Questions about use_valedges_as_input and train_on_subgraph on collab #2

skepsun · 2022-04-15T09:48:30Z

Thanks for your excellent work on link prediction with GNNs. I have two questions about used tricks on ogbl-collab dataset.

For trick 'use_valedges_as_input':
I note that this trick in original OGB example script contains additional operations: During testing, to obtain scores on training and validation nodes, only raw training edges are used:

https://github.com/snap-stanford/ogb/blob/c8f0d2aca80a4f885bfd6ad5258ecf1c2d0ac2d9/examples/linkproppred/collab/gnn.py#L140

Then augmented training edges including validation edges are used to obtain test scores:

https://github.com/snap-stanford/ogb/blob/c8f0d2aca80a4f885bfd6ad5258ecf1c2d0ac2d9/examples/linkproppred/collab/gnn.py#L166

But in PLNLP implementation, the raw training edges have been replaced by augmented version including validation edges, which means that training, validation and test scores are all based on augmented training edges. The very 'high' reported validation scores (100%@50) seem over-fitted, which are supposed to be close to test scores (~70%@50).

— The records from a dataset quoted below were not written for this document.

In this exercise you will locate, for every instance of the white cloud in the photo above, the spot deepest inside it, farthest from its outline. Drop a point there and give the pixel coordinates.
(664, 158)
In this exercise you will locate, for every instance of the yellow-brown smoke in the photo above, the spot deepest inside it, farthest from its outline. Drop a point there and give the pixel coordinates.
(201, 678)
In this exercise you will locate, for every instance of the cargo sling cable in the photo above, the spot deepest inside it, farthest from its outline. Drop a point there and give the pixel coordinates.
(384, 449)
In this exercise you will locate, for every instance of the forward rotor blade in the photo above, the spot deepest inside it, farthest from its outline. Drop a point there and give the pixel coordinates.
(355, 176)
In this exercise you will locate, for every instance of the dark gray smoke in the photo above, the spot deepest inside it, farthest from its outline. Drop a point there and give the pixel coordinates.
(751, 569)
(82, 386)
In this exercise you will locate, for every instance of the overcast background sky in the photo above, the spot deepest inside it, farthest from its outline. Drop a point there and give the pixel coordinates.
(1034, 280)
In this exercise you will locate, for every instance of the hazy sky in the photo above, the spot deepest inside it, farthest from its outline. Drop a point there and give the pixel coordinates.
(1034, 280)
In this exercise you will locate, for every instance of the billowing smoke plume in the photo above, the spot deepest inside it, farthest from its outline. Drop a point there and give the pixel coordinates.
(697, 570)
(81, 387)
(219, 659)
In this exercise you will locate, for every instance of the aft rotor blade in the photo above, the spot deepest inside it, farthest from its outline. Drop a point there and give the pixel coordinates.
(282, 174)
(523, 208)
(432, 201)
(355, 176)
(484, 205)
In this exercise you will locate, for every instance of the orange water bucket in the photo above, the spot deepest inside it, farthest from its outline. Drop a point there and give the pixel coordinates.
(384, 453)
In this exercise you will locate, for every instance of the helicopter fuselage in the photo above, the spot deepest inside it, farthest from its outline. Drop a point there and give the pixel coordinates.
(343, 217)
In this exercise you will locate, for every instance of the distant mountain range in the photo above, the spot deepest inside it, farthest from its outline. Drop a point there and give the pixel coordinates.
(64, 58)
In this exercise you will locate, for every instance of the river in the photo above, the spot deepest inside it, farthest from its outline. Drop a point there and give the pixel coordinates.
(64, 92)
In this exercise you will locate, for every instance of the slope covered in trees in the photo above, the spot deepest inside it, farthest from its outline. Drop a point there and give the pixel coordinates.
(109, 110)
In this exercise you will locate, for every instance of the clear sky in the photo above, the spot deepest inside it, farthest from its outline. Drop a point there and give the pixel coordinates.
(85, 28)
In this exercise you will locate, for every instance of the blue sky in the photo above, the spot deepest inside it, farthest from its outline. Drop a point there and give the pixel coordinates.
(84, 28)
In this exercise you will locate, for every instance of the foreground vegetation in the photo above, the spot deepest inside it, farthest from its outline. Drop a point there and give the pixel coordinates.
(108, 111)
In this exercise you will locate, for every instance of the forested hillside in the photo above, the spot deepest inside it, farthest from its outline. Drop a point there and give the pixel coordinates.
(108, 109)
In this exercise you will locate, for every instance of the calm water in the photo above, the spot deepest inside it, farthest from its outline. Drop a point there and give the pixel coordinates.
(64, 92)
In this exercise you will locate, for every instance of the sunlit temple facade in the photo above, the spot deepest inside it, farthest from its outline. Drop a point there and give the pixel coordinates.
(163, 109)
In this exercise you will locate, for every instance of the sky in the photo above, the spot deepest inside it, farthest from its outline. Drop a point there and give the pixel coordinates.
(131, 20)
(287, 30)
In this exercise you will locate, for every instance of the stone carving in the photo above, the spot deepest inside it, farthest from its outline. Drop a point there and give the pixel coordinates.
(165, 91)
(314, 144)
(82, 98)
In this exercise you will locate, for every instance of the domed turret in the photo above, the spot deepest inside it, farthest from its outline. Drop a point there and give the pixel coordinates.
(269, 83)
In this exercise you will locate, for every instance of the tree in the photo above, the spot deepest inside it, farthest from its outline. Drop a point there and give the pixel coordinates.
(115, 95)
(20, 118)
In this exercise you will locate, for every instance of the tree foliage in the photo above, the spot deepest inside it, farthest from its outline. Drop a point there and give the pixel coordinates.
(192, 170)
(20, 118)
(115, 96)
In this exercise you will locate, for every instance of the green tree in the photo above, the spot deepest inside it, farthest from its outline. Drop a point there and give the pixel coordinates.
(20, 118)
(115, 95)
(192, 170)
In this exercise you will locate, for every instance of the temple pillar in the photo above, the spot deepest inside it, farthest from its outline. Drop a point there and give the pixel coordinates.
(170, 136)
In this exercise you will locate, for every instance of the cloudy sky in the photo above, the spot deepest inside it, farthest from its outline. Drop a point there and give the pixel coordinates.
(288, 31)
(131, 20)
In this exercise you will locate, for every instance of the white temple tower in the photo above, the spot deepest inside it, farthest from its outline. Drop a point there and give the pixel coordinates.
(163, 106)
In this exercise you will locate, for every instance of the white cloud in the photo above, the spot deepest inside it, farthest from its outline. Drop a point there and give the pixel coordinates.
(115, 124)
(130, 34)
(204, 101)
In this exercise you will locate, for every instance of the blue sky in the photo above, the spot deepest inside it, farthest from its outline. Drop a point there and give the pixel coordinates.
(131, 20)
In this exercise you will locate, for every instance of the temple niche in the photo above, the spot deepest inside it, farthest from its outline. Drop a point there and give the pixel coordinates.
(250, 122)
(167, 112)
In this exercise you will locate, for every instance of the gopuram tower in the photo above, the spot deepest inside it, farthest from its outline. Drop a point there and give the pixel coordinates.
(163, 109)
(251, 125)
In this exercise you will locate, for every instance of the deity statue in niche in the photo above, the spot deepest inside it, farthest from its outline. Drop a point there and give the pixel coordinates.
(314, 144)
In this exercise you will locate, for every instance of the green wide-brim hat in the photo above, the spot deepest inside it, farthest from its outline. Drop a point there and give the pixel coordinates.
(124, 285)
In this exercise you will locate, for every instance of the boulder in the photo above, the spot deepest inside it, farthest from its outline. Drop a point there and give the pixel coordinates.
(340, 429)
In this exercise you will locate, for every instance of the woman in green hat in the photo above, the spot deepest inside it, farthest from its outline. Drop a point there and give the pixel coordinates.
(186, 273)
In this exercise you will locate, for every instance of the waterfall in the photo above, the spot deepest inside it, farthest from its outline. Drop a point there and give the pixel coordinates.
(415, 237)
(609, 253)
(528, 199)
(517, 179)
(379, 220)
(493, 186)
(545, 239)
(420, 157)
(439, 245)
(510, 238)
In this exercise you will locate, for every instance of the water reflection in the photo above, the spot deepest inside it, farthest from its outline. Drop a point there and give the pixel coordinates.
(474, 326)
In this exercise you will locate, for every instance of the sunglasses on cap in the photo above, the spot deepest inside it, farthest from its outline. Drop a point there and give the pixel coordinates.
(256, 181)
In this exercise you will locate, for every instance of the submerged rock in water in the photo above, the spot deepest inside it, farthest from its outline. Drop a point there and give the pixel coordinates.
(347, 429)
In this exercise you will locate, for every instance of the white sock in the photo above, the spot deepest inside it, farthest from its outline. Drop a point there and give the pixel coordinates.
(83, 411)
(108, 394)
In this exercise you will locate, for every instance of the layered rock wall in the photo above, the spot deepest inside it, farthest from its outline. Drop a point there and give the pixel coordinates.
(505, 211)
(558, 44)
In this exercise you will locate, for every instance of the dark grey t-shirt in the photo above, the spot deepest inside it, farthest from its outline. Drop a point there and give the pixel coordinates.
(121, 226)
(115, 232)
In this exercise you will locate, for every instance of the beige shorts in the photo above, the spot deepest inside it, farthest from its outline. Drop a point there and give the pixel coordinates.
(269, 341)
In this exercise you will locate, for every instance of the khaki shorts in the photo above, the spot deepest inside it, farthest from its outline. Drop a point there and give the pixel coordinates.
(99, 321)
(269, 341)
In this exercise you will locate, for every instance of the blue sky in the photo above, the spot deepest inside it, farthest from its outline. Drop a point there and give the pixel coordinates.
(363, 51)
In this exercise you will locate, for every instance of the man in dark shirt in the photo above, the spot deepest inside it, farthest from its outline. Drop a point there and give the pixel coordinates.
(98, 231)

For trick 'train_on_subgraph':
This trick limits the time range of training edges and validation edges to achieve better performance on test edges. However, it seems that test edges are also filtered (>=2010) in PLNLP. It is a bit confusing for me, since the test set is 'modified'.

zhitao-wang · 2022-04-18T03:23:40Z

Thanks for your question.

This dataset allows including validation links in training when all the hyperparameters are finalized using the validation set. Our test scores are obtained by following the rules: fix all the hyperparameters and use training and validation sets.
See the issue GraphSAGE (val as input) on collab does not reproduce the leaderboard results snap-stanford/ogb#84
Validation socres do not determine the rank on leaderborad and we also notice that the other method "HOP-REC" uploaded the over-fitted validation scores (100%) before us, which seems to be allowed. Therefore, we also uploaded the validation scores when training and validation sets are used.
Test edges are not filtered. This dataset is splitted by the time and all test edges are in 2019 (See https://ogb.stanford.edu/docs/linkprop/#ogbl-collab). 'train_on_subgraph' creates adjencency matrix only based on the filtered training and validation edges, it does not change test edges but only reindexes them.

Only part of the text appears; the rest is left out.